Ian Punnett, for those who don’t listen to Coast to Coast or 107.1 Minneapolis is a radio host who is also a Deacon. In the wake of the Sandy Hook shooting he delivered a sermon that is worth a read. Here’s the link: http://stclements.episcopalmn-sites.org/files/2012/02/Sermon.December.16.2012.pdf. It highlights the ridiculousness of the absolute, in this case the lack of prayer in school. We need to stop blaming and finger-pointing and get to the truth of whatever we’re facing. As Ian says, listen to that still small voice.

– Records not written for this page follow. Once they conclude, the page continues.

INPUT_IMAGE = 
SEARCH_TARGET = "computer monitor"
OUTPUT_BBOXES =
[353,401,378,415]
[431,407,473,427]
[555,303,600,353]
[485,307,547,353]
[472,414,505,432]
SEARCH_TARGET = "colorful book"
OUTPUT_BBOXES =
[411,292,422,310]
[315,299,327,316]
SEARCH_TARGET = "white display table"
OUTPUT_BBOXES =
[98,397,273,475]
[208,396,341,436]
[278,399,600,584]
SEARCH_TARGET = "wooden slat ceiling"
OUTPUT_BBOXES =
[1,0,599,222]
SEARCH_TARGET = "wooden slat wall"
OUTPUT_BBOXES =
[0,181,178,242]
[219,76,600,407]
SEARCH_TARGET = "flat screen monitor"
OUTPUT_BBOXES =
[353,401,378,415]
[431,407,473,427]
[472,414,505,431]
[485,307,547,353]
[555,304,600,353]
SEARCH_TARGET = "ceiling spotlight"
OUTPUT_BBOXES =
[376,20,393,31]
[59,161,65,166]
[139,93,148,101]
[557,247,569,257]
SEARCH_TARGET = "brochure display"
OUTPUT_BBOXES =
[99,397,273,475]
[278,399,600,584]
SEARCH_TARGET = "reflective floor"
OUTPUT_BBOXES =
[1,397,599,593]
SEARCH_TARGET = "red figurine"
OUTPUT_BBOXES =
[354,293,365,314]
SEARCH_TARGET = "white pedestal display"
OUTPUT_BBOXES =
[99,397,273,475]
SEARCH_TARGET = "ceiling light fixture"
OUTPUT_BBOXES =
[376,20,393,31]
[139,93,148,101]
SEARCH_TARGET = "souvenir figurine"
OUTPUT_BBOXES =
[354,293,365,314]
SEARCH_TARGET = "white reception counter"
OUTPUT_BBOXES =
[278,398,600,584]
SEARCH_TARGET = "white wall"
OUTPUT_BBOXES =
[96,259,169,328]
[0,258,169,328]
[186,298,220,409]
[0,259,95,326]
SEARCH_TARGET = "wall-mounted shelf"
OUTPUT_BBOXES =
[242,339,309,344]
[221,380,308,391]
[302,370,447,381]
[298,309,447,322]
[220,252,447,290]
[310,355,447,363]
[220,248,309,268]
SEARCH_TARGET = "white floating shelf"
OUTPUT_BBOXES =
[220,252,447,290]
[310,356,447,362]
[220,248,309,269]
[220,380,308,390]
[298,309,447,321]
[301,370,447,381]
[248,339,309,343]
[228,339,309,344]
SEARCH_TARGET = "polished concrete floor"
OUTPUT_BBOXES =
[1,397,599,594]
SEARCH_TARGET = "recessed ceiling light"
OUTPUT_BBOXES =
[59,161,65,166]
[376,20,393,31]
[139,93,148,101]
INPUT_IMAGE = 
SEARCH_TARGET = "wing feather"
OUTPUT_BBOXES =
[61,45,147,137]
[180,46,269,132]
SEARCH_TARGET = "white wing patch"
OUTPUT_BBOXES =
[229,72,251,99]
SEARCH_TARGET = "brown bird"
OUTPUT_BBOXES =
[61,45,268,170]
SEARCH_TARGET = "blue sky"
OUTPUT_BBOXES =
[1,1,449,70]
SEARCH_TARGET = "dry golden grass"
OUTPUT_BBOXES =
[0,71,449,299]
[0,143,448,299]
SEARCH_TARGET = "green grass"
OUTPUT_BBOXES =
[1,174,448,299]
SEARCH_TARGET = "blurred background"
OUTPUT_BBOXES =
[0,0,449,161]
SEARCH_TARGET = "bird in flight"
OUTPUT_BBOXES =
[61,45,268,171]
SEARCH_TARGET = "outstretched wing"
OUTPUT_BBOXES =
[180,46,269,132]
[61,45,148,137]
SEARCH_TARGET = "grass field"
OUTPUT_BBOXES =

This year the still small voice told me that when your world is at your feet in ashes, you pick up the embers to light a new fire. Wherever anybody finds their fire is where there is passion, and what we need now is people to have passion and show that passion. Care. Speak up. Act on your truths and for heaven’s sake, don’t just act on the pap the so-called experts are feeding us. If it doesn’t ring true, it isn’t.
My passion is and always has been creativity: writing, painting, music. So if you want to know where I’ll be in this 2013, that’s where I’ll be.
Happy New Year everyone, let’s make this year a good one.